To be clear, we are in no way implying that the FDA should not have done what it did. But we do believe our analysis does at least bring up some important questions for us to consider:

  • Should there be greater transparency on drug prices to ensure payers are adequately capturing the savings associated with price deflation?
  • Should states allow their managed care organizations to enter into contracts that subject them to the risk of overpaying for these sort of drugs?

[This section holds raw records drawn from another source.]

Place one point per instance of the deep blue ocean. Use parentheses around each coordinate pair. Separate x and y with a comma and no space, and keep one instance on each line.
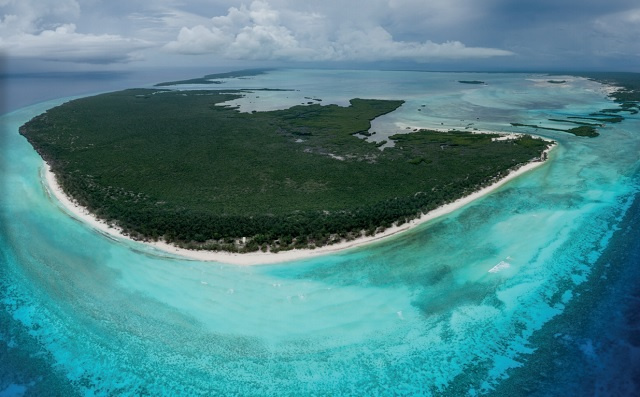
(531,290)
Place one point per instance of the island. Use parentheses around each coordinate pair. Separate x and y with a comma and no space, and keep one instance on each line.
(477,82)
(180,167)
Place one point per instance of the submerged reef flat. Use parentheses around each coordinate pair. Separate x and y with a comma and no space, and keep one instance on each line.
(477,82)
(174,166)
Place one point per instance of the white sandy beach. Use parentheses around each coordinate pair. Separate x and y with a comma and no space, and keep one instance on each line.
(257,258)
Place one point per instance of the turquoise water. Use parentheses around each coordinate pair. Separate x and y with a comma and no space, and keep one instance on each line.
(451,307)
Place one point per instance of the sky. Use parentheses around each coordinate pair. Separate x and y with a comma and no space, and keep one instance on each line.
(549,35)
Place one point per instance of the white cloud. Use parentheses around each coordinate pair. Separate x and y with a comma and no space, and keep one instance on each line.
(64,44)
(263,33)
(41,29)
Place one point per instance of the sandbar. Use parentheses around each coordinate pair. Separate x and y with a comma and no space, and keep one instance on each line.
(72,208)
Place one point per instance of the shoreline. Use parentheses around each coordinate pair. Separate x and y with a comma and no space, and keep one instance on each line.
(80,213)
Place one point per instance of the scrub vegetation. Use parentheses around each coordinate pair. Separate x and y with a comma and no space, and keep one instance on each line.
(175,165)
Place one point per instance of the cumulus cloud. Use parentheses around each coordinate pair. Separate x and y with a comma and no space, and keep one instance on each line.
(64,44)
(261,32)
(34,29)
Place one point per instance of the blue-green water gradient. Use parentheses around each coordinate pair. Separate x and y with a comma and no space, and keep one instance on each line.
(450,307)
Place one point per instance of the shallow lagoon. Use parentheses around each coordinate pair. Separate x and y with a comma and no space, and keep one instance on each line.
(449,307)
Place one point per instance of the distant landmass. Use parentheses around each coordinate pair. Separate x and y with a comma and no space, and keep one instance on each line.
(172,165)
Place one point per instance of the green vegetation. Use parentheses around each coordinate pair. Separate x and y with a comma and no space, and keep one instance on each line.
(174,165)
(585,130)
(215,78)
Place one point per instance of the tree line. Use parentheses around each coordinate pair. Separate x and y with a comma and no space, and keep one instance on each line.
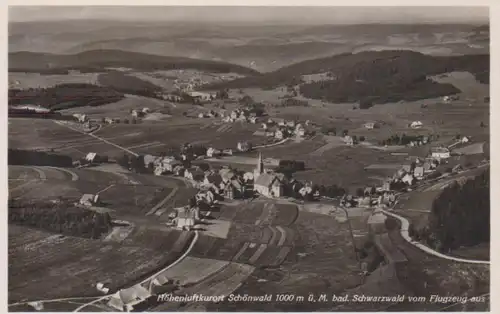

  • Should market share among generic manufacturers be monitored to mitigate concentration risk?
  • Should payers be "insured" in any way from unforeseen generic price spikes?
  • Should PBMs be responsible for providing this insurance as part of existing services?  Or would this type of insurance be better handled by a reinsurer?

Each year, new, expensive drugs are introduced into the market, putting upward pressure on overall drug price inflation.  So the older medications need to get cheaper – and then stay cheap – to help mitigate overall drug price inflation. Hopefully we will consider the learnings from the hydroxychloroquine story to keep the cheap drugs cheap and prevent history from repeating itself.